Examples of Spark applications
Db2® Warehouse provides examples of application code that illustrate how to develop Apache Spark applications.
Load the examples into your home directory as described in Loading the sample Spark application code.
Examples for Python, Scala, and R
Each of the following examples is available in a Python version, a Scala version, and an R version:
- ReadWriteExampleKMeansJson and ReadExampleJson
- These examples read data from and write data to JSON files, not Db2 Warehouse tables. A common way to develop applications is to start by creating code like this. Then, after that code has been tested using the JSON files, you can modify it so that it uses database tables instead (as in ReadWriteExampleKMeans and ReadExample).
- ReadWriteExampleKMeans and ReadExample
- These examples are based on ReadWriteExampleKMeansJson and ReadExampleJson, but have been
modified in the following ways so that they use Db2 Warehouse
tables instead of JSON files:
- Change #1
- The master was removed, because the application is assigned to your cluster automatically when it is submitted. If you prefer to set the application name explicitly, use the setAppName method.
- Change #2
- The data source was replaced so that the application reads data from a Db2 Warehouse table instead of from a JSON file.

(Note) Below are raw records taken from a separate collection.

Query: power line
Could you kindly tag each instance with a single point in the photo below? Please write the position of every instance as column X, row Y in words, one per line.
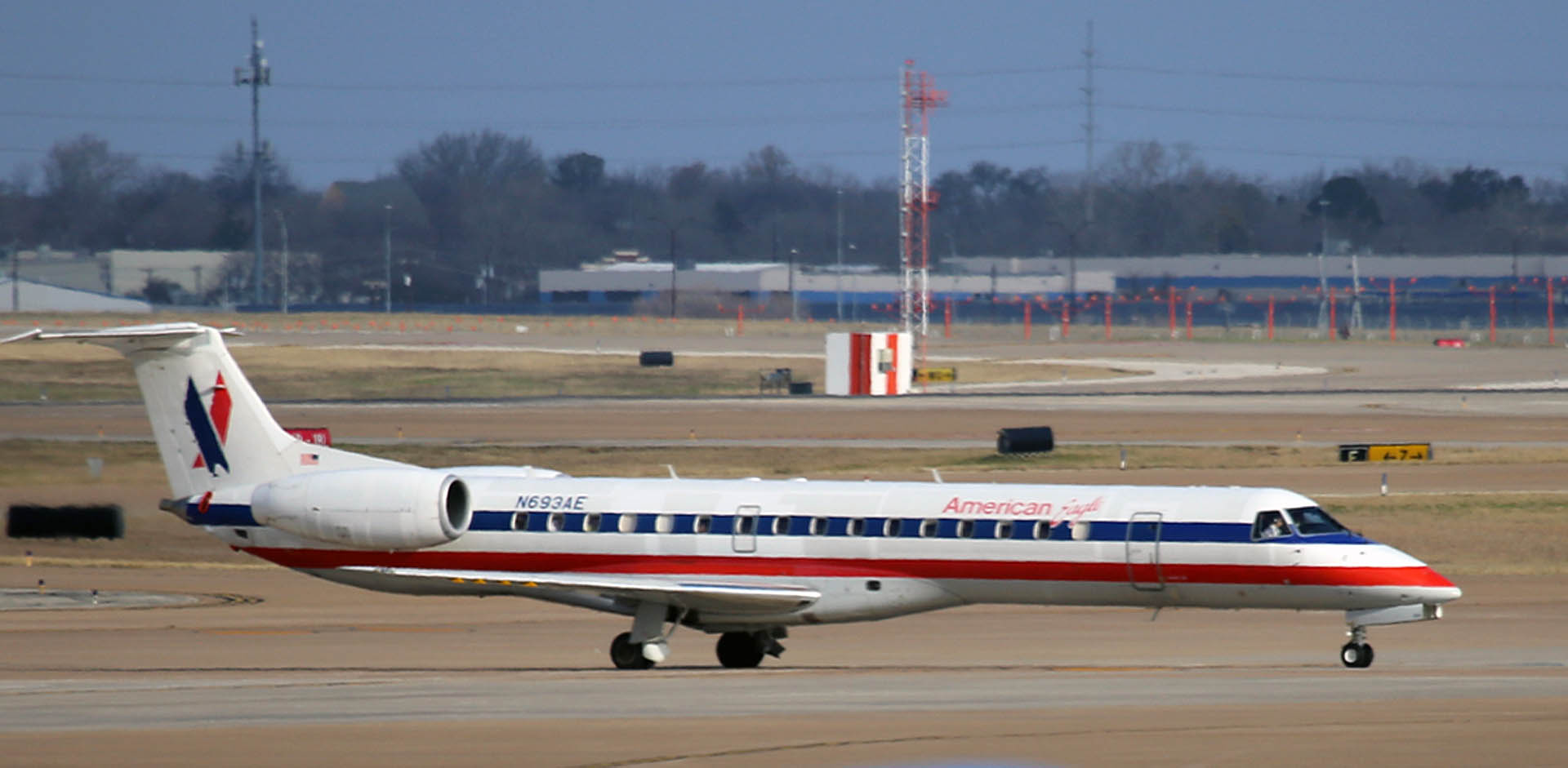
column 1380, row 82
column 470, row 87
column 1327, row 117
column 792, row 82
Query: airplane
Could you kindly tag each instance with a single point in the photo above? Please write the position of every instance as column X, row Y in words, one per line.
column 739, row 558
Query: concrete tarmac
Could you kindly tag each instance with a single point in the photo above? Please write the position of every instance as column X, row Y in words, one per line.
column 301, row 671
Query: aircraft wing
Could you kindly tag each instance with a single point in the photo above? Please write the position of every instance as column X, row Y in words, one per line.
column 702, row 596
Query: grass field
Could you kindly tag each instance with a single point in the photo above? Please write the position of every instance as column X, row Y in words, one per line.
column 286, row 372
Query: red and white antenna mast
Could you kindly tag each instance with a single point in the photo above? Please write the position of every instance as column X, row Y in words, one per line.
column 916, row 201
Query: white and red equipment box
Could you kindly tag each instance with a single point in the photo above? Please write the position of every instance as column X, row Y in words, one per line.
column 869, row 364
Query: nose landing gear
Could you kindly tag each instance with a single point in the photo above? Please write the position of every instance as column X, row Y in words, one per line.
column 1358, row 652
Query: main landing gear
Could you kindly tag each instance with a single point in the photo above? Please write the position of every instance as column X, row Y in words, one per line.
column 745, row 650
column 648, row 643
column 1358, row 652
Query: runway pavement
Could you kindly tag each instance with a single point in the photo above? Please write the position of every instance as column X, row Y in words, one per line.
column 311, row 673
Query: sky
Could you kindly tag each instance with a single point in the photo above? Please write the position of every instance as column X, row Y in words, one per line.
column 1263, row 88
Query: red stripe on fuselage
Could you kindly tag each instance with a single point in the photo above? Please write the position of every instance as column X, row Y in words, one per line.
column 987, row 570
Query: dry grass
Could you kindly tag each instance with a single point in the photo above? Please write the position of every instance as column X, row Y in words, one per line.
column 87, row 374
column 1468, row 533
column 47, row 461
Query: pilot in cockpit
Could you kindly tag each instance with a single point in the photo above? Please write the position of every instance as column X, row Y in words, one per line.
column 1271, row 526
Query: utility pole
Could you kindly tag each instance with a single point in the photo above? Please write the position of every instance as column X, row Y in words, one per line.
column 386, row 242
column 256, row 76
column 16, row 281
column 1089, row 154
column 283, row 291
column 1322, row 273
column 794, row 306
column 840, row 248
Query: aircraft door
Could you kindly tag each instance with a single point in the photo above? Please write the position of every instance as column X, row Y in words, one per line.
column 744, row 535
column 1143, row 552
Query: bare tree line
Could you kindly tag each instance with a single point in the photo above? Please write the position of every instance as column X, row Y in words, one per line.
column 475, row 215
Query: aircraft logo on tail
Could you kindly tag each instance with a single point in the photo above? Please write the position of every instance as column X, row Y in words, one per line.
column 209, row 427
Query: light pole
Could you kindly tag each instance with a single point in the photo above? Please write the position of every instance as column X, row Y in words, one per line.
column 283, row 292
column 794, row 306
column 256, row 76
column 675, row 264
column 1322, row 273
column 386, row 240
column 840, row 250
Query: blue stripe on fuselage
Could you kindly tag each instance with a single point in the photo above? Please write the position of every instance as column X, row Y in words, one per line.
column 910, row 527
column 220, row 514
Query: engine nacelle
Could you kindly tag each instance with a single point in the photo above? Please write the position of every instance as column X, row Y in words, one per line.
column 368, row 508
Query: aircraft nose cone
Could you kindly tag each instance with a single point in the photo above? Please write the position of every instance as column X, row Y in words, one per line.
column 1438, row 588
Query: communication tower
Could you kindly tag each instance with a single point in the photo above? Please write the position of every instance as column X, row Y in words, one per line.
column 916, row 201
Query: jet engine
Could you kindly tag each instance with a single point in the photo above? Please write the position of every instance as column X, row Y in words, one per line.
column 402, row 508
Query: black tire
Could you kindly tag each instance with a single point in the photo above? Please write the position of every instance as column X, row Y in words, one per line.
column 626, row 654
column 1355, row 655
column 739, row 650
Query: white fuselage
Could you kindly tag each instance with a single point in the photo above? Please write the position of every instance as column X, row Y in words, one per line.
column 886, row 549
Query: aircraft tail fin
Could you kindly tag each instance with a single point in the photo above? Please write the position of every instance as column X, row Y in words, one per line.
column 211, row 427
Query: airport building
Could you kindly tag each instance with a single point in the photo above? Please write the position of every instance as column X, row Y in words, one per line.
column 629, row 276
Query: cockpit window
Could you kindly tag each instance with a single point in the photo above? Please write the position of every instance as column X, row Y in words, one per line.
column 1313, row 521
column 1271, row 526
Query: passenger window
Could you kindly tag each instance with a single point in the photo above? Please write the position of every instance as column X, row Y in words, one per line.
column 1271, row 526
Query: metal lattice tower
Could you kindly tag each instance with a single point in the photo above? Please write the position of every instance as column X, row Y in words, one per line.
column 916, row 201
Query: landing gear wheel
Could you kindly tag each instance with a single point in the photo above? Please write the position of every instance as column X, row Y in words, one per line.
column 739, row 650
column 1356, row 655
column 627, row 654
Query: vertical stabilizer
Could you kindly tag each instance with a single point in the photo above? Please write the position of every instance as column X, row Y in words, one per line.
column 212, row 428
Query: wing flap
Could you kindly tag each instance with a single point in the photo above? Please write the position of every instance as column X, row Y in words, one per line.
column 703, row 596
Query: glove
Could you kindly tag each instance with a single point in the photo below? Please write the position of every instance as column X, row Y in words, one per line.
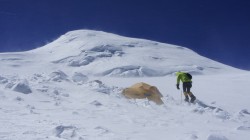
column 177, row 86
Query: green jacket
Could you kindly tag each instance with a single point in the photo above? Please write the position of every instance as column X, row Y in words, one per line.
column 181, row 76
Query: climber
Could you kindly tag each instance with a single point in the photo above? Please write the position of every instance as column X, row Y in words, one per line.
column 186, row 79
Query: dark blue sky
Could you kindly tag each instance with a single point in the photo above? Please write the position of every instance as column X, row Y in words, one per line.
column 217, row 29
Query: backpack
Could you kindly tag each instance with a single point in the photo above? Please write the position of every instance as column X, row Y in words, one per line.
column 189, row 75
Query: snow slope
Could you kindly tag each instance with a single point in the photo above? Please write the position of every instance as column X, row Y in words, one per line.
column 71, row 89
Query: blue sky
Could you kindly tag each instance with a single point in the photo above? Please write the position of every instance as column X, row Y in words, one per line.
column 217, row 29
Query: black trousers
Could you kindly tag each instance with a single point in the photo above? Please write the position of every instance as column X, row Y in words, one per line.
column 187, row 86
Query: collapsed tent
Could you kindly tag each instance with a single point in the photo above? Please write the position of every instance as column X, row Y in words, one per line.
column 143, row 90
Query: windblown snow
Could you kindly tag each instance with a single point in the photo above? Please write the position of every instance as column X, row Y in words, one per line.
column 71, row 89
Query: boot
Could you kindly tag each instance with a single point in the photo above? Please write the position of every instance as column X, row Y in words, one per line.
column 193, row 98
column 186, row 98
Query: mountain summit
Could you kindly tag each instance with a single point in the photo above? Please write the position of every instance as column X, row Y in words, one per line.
column 72, row 89
column 106, row 54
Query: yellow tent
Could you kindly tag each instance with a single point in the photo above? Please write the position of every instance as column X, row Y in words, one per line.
column 143, row 90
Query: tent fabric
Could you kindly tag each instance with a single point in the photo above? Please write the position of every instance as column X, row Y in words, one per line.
column 143, row 90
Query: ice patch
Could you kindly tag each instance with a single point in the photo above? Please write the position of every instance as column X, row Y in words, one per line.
column 79, row 78
column 132, row 71
column 58, row 76
column 244, row 128
column 23, row 87
column 65, row 132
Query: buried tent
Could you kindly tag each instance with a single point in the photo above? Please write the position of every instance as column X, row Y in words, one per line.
column 143, row 90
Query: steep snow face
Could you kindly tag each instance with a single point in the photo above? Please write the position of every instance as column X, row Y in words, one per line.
column 104, row 54
column 71, row 89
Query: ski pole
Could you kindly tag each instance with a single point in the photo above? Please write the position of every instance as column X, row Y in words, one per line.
column 181, row 96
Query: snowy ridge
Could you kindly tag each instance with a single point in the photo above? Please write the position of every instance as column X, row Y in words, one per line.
column 71, row 89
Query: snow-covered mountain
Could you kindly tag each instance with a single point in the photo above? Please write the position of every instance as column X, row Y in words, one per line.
column 71, row 89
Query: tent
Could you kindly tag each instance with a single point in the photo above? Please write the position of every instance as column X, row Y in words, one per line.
column 143, row 90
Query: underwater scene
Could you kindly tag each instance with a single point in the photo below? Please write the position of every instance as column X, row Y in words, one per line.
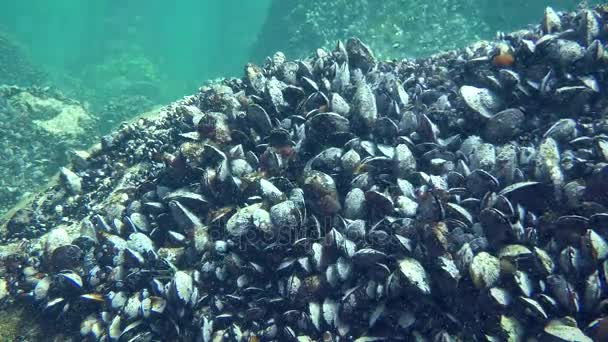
column 321, row 170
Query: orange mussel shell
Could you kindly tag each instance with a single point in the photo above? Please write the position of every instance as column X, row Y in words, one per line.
column 503, row 60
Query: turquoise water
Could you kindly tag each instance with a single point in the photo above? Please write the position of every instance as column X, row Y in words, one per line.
column 98, row 51
column 130, row 44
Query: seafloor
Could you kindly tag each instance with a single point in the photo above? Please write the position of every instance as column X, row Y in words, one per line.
column 460, row 197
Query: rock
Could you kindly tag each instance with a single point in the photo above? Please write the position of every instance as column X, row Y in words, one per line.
column 72, row 181
column 54, row 239
column 484, row 270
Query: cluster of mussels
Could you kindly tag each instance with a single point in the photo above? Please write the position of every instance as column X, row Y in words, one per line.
column 461, row 197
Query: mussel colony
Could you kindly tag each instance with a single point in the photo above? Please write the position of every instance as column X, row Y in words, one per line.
column 461, row 197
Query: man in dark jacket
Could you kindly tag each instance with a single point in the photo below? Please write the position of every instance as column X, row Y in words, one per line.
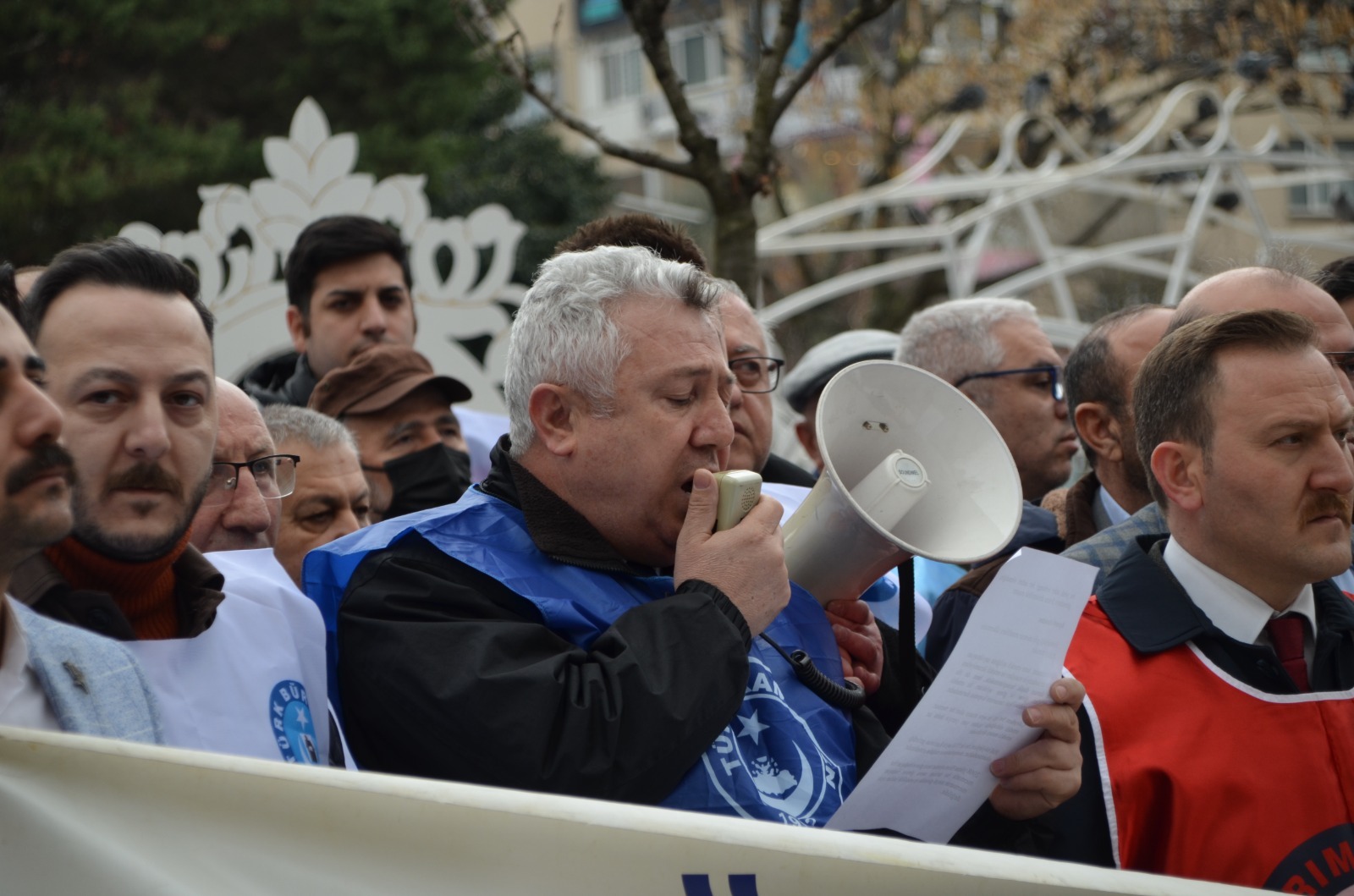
column 1100, row 390
column 1202, row 647
column 349, row 287
column 575, row 625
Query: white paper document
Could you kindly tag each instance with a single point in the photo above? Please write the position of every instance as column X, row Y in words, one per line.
column 934, row 774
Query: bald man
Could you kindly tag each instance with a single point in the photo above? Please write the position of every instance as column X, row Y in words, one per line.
column 247, row 514
column 1239, row 290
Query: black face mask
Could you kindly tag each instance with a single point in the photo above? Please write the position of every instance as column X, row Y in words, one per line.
column 424, row 480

- Change #3 (applies to ReadWriteExampleKMeans only)
- The data source was replaced so that the application writes data to a Db2 Warehouse table instead of to a JSON file.
- ExceptionExample
- This example shows how an application can throw an exception so that the corresponding error is
recorded in the file
$HOME/spark/log/submission_id/submission.info. - SqlPredicateExample
- This example shows how an application can push an SQL predicate down into the database. This improves performance, because only a subset of the data needs to be fetched.
Examples for R only
The following examples are available only in an R version:
- idaxTApply.R
- This example shows how to write an R function that applies a user-defined function to each subset (group of rows) of a distributed data frame (ida.data.frame).
- idaxTApplyExample.R
- This example shows how to connect to the database, read tables, open a SparkR session, and call the idaxTApply function.
Note: Both examples contain performance hints regarding the configuration of sparkR and idax data
source.